The car fuel consumption, if the car speed is 100 km/hour, can be calculated as:
Fuel Consumption = 6.738 – 0.037*Car Speed
Fuel Consumption = 6.738 – 0.037*100
Fuel Consumption = 6.738 – 3.7
Fuel Consumption = 3.038
Hence, the car fuel consumption, if the car speed is 100 km/hour is 3.038 liters per kilometer.
Question 5 – Labor Production Data
- Develop a mathematical equation to predict the labor production using all factors.
The mathematical equation to predict the labor production using all factors is
Production (kg) = 281.2 – 0.467*Age – 13.786*Temp + 2.521*Exp + 1*(Shift A) – 1.91*(Shift B) – 3.87*(Shift C)
- Provide your comments on the prediction accuracy of the previous equation.
The prediction accuracy of this equation can be determined by the coefficient of determination (R2), which is calculated to be 93.64%. This indicated that 93.64% of variation in labor production can be explained by age, temperature, experience, and three shifts.
- Develop a mathematical equation to predict the labor production using two factors only.
The mathematical equation to predict the labor production using two factors only is
Production (kg) = 343.1 – 15.25*Temp + 2.395*Exp
- Provide your comments on the prediction accuracy of the previous equation.
The prediction accuracy of this equation can be determined by the coefficient of determination (R2), which is calculated to be 90.36%. This indicated that 90.36% of variation in labor production can be explained by temperature and experience.
Question 6 – Call Center
Call agent experience (Moderate or High), - Type of customer request (Simple or Complex) - System used by the call agent to record request (Manual or Automated)
- Establish a Full Factorial Design for the above mentioned case, using one replicate without center point.
The Full Factorial Design for the above-mentioned case, using one replicate without center point is:
StdOrder | RunOrder | CenterPt | Blocks | Call agent experience | Type of customer request | System used by the call agent to record request |
---|---|---|---|---|---|---|
6 | 1 | 1 | 1 | High | Simple | Manual |
1 | 2 | 1 | 1 | Moderate | Simple | Automated |
4 | 3 | 1 | 1 | High | Complex | Automated |
3 | 4 | 1 | 1 | Moderate | Complex | Automated |
7 | 5 | 1 | 1 | Moderate | Complex | Manual |
2 | 6 | 1 | 1 | High | Simple | Automated |
5 | 7 | 1 | 1 | Moderate | Simple | Manual |
8 | 8 | 1 | 1 | High | Complex | Manual |
- How many runs we need to perform, if we decided to conduct Half Factorial.
4 runs we need to perform, if we decided to conduct Half Factorial.

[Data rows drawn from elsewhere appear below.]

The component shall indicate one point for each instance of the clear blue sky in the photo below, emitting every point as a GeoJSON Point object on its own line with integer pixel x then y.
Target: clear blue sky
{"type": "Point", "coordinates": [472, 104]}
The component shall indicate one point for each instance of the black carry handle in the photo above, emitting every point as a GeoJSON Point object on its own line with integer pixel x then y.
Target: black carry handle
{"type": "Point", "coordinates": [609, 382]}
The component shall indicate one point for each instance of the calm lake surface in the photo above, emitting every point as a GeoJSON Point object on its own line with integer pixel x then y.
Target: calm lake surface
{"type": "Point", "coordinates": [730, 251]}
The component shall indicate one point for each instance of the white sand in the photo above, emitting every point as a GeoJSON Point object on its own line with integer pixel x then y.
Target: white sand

The Half Factorial Design for the above-mentioned case, using one replicate without center point is:
StdOrder | RunOrder | CenterPt | Blocks | Call agent experience | Type of customer request | System used by the call agent to record request |
---|---|---|---|---|---|---|
1 | 1 | 1 | 1 | Moderate | Simple | Automated |
2 | 2 | 1 | 1 | Moderate | Complex | Manual |
3 | 3 | 1 | 1 | High | Simple | Manual |
4 | 4 | 1 | 1 | High | Complex | Automated |
- What is your conclusion on the resolution of the previous Half Factorial design.
The Half Factorial design is created on Resolution III, in which some main effects are confounded with two-way interactions. This design is defined relation for a 2k-p fractional factorial i.e., 23-1 or 4 runs.